Often, the survival in these stories is only temporary.  Yet the plot is all about trying -- struggling in the face of doom, fighting in the face of fear, often in a manner that serves others above one’s self alone.  Horror reminds us of the core truth that death is inevitable, that mortality is human, but also that human courage in the face of dark fate is really what matters, and sometimes sacrifice can be worth it.

5. LUDUS

Ludus is playful love, like the thrills you get out of flirting. Love for its own sake. And horror of course has such delights to show us. I don’t really need to say a lot about the thrills of horror here... anyone reading this far knows what they are... but one of the things I adore about the horror genre is that it is absurd and doesn’t care what you think about it. Horror belongs at the drive-in theater as much anywhere else.  B-movie kitsch is part of the fun. I honestly don’t think the other genres get to just play the way that we do. I mean, sure, other genres have their “cosplay” events and what not, but we OWN costuming and even have our own annual holiday to just play “trick or treat.” And though we have plenty of A24 thinkpieces, we also have alien clowns (Killer Klowns from Outer Space) and killer tow trucks from Detroit (Maximum Overdrive). As a writer, I know I’m doing it right when I’m cackling with mad glee at my keyboard, too, steering a story idea in directions that feel naughty and bold.

6. PRAGMA

Pragma is the joy we find in getting things done, often in teams. I think of it as the pleasure of service.

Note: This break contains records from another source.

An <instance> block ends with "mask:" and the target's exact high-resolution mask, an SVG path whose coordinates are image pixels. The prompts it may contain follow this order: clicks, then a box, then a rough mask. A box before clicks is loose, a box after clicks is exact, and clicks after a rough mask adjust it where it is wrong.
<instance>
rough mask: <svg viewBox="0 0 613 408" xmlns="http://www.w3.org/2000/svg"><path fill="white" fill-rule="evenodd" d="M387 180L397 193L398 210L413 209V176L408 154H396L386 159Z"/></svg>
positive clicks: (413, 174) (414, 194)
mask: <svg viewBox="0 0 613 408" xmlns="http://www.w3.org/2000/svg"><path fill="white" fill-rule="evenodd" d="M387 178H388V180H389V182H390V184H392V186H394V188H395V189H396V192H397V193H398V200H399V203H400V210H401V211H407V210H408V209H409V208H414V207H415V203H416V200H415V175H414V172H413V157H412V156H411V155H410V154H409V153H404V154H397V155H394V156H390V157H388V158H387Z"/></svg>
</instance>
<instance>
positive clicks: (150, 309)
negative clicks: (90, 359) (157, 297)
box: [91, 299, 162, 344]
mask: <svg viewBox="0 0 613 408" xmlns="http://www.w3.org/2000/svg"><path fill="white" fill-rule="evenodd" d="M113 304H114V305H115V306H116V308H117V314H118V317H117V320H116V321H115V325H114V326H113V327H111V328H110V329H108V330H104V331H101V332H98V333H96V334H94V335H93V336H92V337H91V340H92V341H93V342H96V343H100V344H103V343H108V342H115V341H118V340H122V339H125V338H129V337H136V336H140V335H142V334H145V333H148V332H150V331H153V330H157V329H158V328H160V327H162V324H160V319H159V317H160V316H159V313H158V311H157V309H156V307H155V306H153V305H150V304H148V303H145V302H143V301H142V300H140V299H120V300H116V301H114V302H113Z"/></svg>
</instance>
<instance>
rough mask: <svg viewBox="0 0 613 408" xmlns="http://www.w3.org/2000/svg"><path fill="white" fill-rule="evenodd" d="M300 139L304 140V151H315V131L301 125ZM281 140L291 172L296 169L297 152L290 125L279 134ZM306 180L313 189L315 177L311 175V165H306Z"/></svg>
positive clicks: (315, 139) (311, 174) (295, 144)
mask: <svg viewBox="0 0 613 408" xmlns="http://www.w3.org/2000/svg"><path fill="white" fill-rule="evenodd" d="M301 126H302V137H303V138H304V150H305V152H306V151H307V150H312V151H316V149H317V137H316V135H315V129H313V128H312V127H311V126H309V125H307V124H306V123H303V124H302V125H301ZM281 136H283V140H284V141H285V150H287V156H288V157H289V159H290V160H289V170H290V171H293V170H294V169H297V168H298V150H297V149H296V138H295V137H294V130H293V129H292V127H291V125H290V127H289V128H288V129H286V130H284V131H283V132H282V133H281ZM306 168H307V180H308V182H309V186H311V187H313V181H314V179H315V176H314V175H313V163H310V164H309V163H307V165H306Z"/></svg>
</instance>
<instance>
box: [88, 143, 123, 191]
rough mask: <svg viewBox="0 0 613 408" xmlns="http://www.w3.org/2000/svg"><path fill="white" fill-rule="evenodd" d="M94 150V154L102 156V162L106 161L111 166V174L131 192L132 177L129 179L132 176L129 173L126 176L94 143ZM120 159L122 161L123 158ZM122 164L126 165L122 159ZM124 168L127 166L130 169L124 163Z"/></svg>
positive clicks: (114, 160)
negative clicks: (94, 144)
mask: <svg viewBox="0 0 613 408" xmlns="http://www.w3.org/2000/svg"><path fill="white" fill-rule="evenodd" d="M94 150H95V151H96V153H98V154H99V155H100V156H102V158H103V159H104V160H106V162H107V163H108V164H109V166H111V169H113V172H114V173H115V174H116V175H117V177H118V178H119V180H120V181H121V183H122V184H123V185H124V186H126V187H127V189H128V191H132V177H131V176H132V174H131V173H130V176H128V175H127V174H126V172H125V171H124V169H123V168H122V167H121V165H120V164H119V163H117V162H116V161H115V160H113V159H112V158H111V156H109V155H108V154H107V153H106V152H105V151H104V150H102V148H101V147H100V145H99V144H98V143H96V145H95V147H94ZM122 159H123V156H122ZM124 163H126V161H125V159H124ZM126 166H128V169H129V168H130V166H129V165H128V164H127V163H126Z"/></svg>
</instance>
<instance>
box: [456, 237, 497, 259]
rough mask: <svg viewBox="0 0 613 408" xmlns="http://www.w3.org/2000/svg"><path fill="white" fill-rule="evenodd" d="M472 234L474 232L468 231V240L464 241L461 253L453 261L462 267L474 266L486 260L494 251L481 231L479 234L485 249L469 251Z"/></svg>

How, you might be wondering, does horror do THAT?

Well, there’s the functional pleasure of horror, which works as a catharsis. It allows a reader or film viewer or gamer to get the icky stuff out of their system.  Pragmatically, the genre is serving us the way that dreams -- yes, nightmares -- do: they allow us to enjoy the taboo without censorship, to let loose fearlessly. In a slasher movie, we are slasher and victim alike!

Horror also serves mankind because it allows writers to say things (and readers to think things) that not only are we usually not “allowed” to say, but also to say things that other forms and genres simply are UNABLE to say.  I mean, that’s what art does, but horror is the most libertine and liberating of all the arts:  it’s the only genre where the unexpected is TOTALLY expected, where weirdness is the norm, and, really, where anything goes. This is what I love of the genre most of all:  the freedom to write about whatever I want through the dark lens of dread and disgust.

7. PHILAUTIA

Philautia sounds dirty, doesn’t it? The term means “self-love” and it’s the most intimate and personal of them all. To love yourself is difficult, actually. Because our psyches are full of self-loathing and guilt and punishment and pain. These things mess us up time and time again. As Ru Paul famously puts it:  “If you can’t love yourself, how in the hell you gonna love somebody else?”

Horror validates our human fears, and I think reading it and reminding ourselves of our universal vulnerabilities is a kind of self-love.  Horror stories confirm that we aren’t alone in our anxieties, and not crazy if we’re paranoid; that sometimes, as in the movie, Get Out, the world really is out to get us. 

And for us authors of the strange, horror allows us to make our critiques of society, of religion, of government, of our parents, of anything, vicariously, through our monsters and villains. Writers benefit from tapping the vein of their own fears to bleed onto the page, too.

Because if you can’t SCARE yourself, how in the hell you gonna scare somebody else?

I love horror because it lets us do this to each other.